According to accident statistics by the U.S. Bureau of Labor, more than four million cases of on-the-job injuries are reported every year by American workers. Many of these workplace injuries result in long-term or permanent damage, and some are even fatal. Are you one of the millions of workers who are in a dangerous job?
Research done by the Occupational Safety and Health Administration (OSHA), the organization that oversees workplace safety regulations, shows that occupations that require heavy lifting put workers at high risk for injuries. OSHA studies show that construction workers, nurses, emergency medical workers, warehouse workers, and landscapers and gardeners suffer high rates of on-the-job injuries. Heavy lifting, bending and twisting movements, and body vibrations from heavy equipment contribute to serious injuries including severe sprains, pulled muscles, torn ligaments, fractures, slipped or herniated discs, and spinal injuries. In Oregon, workplace injury claims filed with a worker’s compensation attorney often result in a torn acl workers comp settlement Portland Or.
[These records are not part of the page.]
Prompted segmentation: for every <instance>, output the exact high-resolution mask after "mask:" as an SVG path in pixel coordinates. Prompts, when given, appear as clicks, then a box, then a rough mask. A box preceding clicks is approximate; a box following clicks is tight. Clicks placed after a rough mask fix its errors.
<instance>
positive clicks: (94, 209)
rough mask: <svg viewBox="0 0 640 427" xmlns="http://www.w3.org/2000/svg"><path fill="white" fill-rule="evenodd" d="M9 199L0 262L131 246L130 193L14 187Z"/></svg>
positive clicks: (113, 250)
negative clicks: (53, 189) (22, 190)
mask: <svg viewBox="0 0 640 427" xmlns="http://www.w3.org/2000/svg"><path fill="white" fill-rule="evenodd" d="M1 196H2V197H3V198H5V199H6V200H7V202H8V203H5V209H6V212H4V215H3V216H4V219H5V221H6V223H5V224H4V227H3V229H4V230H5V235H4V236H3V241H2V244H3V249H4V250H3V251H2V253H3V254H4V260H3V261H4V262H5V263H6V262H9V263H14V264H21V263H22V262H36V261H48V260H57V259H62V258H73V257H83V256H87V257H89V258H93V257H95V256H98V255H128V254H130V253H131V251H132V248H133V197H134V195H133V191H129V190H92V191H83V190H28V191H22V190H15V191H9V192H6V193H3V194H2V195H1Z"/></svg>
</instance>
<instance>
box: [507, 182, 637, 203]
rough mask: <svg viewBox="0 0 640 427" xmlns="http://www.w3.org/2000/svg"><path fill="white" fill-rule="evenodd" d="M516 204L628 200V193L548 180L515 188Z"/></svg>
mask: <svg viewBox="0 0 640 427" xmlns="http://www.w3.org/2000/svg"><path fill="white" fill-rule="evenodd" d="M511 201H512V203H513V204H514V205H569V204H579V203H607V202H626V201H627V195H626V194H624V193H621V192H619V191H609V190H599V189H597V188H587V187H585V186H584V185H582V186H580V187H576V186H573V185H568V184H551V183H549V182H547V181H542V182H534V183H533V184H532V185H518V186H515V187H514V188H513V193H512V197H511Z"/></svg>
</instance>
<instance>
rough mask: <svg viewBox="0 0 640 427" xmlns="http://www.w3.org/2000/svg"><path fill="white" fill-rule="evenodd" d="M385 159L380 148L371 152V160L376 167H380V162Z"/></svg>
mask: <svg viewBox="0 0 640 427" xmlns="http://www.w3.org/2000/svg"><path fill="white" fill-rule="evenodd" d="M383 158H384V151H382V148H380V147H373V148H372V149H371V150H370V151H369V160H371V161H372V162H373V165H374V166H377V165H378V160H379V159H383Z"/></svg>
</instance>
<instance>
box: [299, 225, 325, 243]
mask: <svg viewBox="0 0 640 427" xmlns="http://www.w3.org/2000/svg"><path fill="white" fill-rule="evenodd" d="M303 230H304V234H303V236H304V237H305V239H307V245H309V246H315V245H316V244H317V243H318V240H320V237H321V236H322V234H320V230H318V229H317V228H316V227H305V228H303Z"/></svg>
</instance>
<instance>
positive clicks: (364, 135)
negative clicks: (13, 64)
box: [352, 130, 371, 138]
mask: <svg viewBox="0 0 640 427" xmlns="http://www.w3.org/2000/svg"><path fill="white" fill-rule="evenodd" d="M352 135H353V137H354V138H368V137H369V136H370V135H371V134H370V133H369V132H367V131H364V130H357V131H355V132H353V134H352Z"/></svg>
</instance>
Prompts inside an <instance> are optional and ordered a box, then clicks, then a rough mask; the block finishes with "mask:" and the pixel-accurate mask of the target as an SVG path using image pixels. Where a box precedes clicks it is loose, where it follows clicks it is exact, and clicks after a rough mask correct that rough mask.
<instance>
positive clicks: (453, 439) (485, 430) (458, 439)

OSHA studies on workplace accidents and injuries puts construction workers at the top of the list for dangerous occupations. Studies show that construction-related accidents and injuries are on the rise in America. Between 2011 and 2014, workplace fatalities for construction workers rose by 18 percent, after decades of low fatality rates.
Construction workers face serious safety hazards from job site accidents caused by falls, heavy equipment, power tools, falling objects, and overexertion. Heavy lifting contributes to pulled muscles and torn ligaments. Slip and fall accidents result in back injuries and head trauma. Power equipment and hand tools cause cuts, lacerations and amputations. Workers who handle a lot of electrical equipment on a daily basis are exposed to a high risk of severe burns and electric shock.
Construction workers who work in confined spaces such as underground sewers and tunnels, manholes, silos and storage tanks, and pipelines face significant dangers and high risks of fatalities. Confined underground work spaces often contain combustible materials, toxic fumes, insufficient oxygen, live wires, unguarded machinery or equipment, and uneven floors and walls. For worker safety, OSHA requires that all underground confined spaces be tested prior to entry and continually monitored for safety hazards.